Dans la mesure où la production d’électricité renouvelable en Suisse est aujourd’hui soutenue via le modèle d’approvisionnement de base, il est effectivement légitime de se demander comment ce soutien sera assuré dans le cadre d’un marché entièrement ouvert. Le détail de l’accord avec l’UE n’a pas encore été publié, mais le Conseil fédéral a d’ores et déjà indiqué que la priorité accordée à la production indigène dans le produit électrique standard, prévue à partir de 2028, devra être supprimée en cas d’accord.

Nous sommes malgré tout moins pessimistes que Pierre-Yves Maillard : nous restons convaincus qu’un grand nombre de consommateurs suisses — même dans un marché libéralisé — continueront à privilégier une électricité d’origine renouvelable et nationale. Par ailleurs, la demande d’électricité devrait augmenter avec l’électrification croissante de la société.

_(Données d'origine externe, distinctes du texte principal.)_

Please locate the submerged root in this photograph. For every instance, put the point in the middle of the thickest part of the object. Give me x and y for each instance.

Reste la question de savoir si les producteurs continueront à investir sur le long terme, alors qu’ils seront a priori rétribués au prix du marché, et non plus en fonction de leurs coûts de revient. Le cas échéant, il faudra envisager d’autres mécanismes de soutien afin de garantir un retour sur investissement.

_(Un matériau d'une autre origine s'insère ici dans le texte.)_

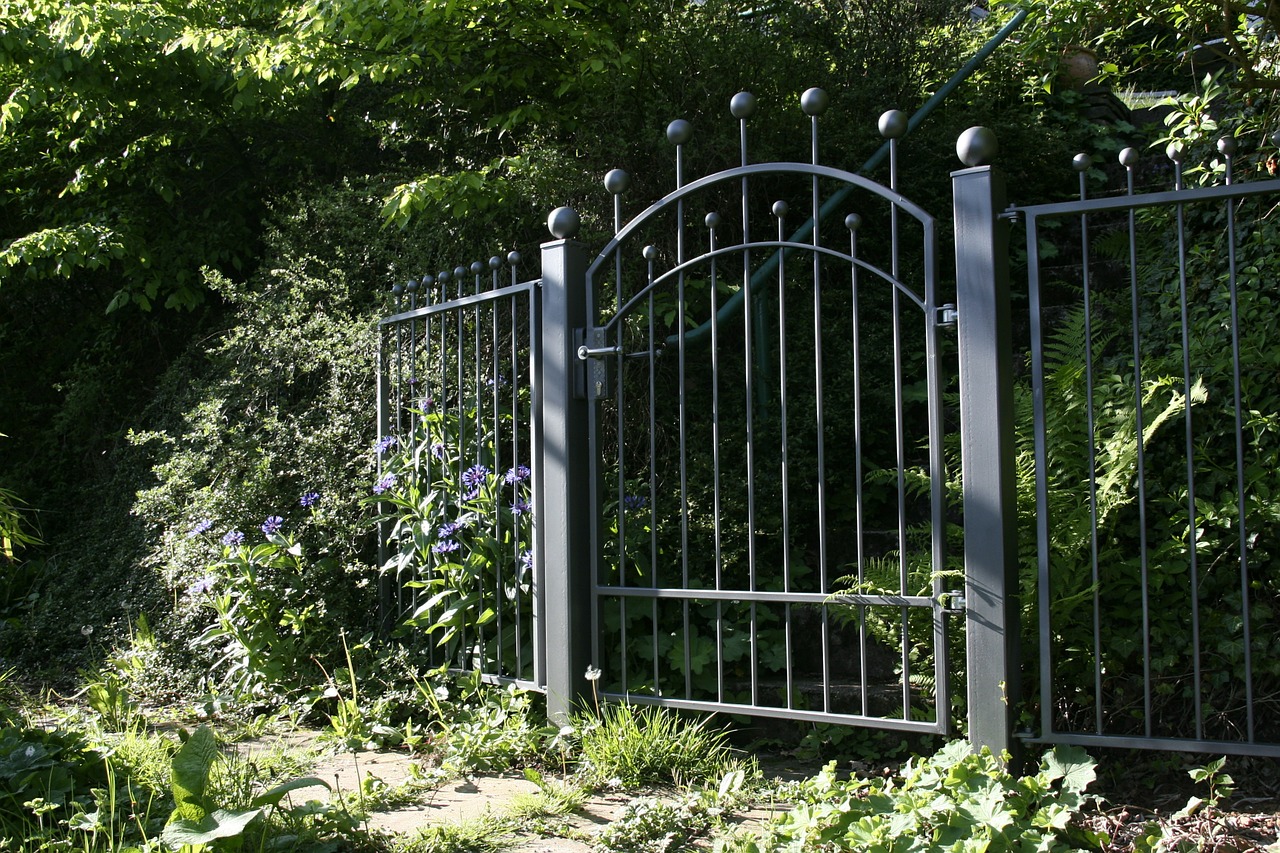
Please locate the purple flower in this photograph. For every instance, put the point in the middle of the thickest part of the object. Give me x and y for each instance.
(202, 585)
(201, 527)
(472, 478)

Enfin, nous partageons effectivement le doute exprimé par Pierre-Yves Maillard quant aux bénéfices réels qu’une ouverture complète du marché apporterait aux clients particuliers. Il nous semble évident que l’intérêt principal de cet accord avec l’Union européenne ne réside pas dans la libéralisation du marché, mais bien dans l’intégration de la Suisse au marché européen de l’électricité — intégration qui devrait, à terme, bénéficier aussi aux consommateurs finaux.

Cette ouverture du marché ne risque-t-elle pas de déboucher sur une consolidation accélérée du secteur, notamment pour les GRD de petite ou moyenne taille ?

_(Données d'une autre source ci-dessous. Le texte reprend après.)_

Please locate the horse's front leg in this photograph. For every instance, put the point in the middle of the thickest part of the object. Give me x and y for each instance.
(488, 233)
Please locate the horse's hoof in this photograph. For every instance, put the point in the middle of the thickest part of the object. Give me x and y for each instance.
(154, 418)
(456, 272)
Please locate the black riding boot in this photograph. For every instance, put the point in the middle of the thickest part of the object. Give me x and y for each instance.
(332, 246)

Comme déjà mentionné, les GRD subissent aujourd’hui une pression financière croissante. Ils doivent en outre faire face à une avalanche de nouvelles régulations, parfois mal pensées et difficiles à absorber — même pour des acteurs de grande taille. Ces facteurs, combinés à une rentabilité faible voire inexistante sur l’activité de fourniture d’énergie, risquent effectivement d’inciter certains GRD à repenser leur modèle d’affaires, voire à se recentrer exclusivement sur leur rôle d’exploitant du réseau de distribution.

L’accord avec l’UE, et la libéralisation qu’il implique, remettent en question la notion même de « GRD » telle qu’elle est comprise aujourd’hui en Suisse. En effet, l’activité de fourniture d’énergie — y compris l’approvisionnement de base — relèvera à l’avenir du fournisseur, et non plus du gestionnaire de réseau. Cela signifie que l’ensemble de notre cadre législatif, y compris la nouvelle Loi sur l’électricité votée en 2024, ainsi que ses ordonnances récemment publiées, seront rapidement obsolètes.

L’argument selon lequel cet accord serait nécessaire en cas de nouvelle crise énergétique en Europe — comme en 2022 — est-il réellement défendable ? Car en cas de pénurie majeure, le risque n’est-il pas que chaque État privilégie avant tout ses propres intérêts, quels que soient les accords en vigueur ?

En cas de crise majeure, il n’est en effet pas exclu que le principe de l’intérêt « national » prévale. Cela dit, l’objectif principal de cet accord n’est pas de servir de réponse à une situation de crise extrême, mais bien de garantir la stabilité du réseau électrique suisse, de nous assurer l’accès aux plateformes de marché européennes, et d’éviter toute restriction sur nos capacités d’importation d’énergie.

Que se passerait-il en cas de « no deal » pour l’avenir du réseau électrique suisse ? 

La Suisse étant géographiquement située au cœur de l’Europe, d’importants flux d’électricité transitent chaque année par son réseau — des volumes qui dépassent largement sa propre consommation. Dans ce contexte, il paraît difficilement concevable qu’aucun accord « technique » ne soit trouvé à terme. La véritable question sera celle du coût de cet accord pour la Suisse.